Resettlement ist die direkte Umsiedlung von Geflüchteten aus Erstaufnahmeländer in dauerhafte Aufnahmeländer und zählt zu den wichtigsten sicheren und regulären direkten Zugangswegen für Schutzsuchende, u.a. in die EU. Der Großteil, der am stärksten gefährdeten Geflüchteten der Welt fliehen in die direkten Nachbarländer, die oft Länder mit niedrigem und mittlerem Einkommen sind und keine langfristigen Perspektiven und Schutz bieten können. Über das Resettlement-Programm bleibt besonders vulnerablen Gruppen, wie schwerkranken Personen, die gefährliche und oft kostspielige Fluchtroute erspart und ihre Einreise und der Aufenthalt sind gesichert.      
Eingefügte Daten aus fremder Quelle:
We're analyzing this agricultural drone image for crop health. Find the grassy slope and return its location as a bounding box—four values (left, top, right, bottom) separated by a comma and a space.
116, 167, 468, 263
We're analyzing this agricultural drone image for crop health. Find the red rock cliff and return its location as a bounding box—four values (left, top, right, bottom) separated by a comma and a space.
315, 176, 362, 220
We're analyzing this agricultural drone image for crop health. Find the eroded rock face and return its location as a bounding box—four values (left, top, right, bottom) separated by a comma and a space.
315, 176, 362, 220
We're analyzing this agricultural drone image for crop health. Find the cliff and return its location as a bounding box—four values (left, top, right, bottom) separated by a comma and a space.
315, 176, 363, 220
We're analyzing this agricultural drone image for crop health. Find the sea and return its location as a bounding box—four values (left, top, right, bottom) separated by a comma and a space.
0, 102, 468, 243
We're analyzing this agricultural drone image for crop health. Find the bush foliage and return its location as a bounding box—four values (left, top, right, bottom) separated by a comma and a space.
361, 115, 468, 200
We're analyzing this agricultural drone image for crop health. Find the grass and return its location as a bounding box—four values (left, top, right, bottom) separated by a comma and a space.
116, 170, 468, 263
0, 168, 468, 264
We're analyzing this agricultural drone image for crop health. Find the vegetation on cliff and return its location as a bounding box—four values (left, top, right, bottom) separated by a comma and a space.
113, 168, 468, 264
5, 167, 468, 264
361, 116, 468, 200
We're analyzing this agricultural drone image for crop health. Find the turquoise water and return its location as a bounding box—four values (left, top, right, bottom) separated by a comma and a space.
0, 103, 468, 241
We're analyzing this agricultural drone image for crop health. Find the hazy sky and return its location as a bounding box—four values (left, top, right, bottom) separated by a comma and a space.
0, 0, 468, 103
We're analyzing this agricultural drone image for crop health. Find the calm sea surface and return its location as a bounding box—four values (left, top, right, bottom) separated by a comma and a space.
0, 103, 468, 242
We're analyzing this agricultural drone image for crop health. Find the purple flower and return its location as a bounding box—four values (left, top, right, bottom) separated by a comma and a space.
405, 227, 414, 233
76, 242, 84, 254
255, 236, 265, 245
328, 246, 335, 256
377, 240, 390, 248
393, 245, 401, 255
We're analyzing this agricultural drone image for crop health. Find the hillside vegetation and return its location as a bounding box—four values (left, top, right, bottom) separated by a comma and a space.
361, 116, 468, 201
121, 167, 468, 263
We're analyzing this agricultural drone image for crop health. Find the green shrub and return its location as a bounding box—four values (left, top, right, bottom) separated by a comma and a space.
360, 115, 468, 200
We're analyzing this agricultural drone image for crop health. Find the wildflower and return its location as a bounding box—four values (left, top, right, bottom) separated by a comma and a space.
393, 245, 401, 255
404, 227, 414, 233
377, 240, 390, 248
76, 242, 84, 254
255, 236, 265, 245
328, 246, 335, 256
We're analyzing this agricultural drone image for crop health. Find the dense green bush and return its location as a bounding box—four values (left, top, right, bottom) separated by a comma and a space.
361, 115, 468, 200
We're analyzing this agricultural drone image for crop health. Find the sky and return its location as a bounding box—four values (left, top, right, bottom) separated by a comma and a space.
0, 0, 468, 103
Der weltweite Resettlement-Bedarf hat laut UN-Flüchtlingshilfswerk UNHCR ein Rekordlevel erreicht und steigt weiterhin: Dieses Jahr sind zwei Millionen Geflüchtete auf Aufnahme über Resettlement-Programme angewiesen, während es 2022 noch 1,47 Millionen waren. Für 2024 wird sogar erwartet, dass die Zahl der Personen, die auf Resettlement angewiesen sind, sich erneut um 20% erhöht auf 2,4 Millionen Menschen.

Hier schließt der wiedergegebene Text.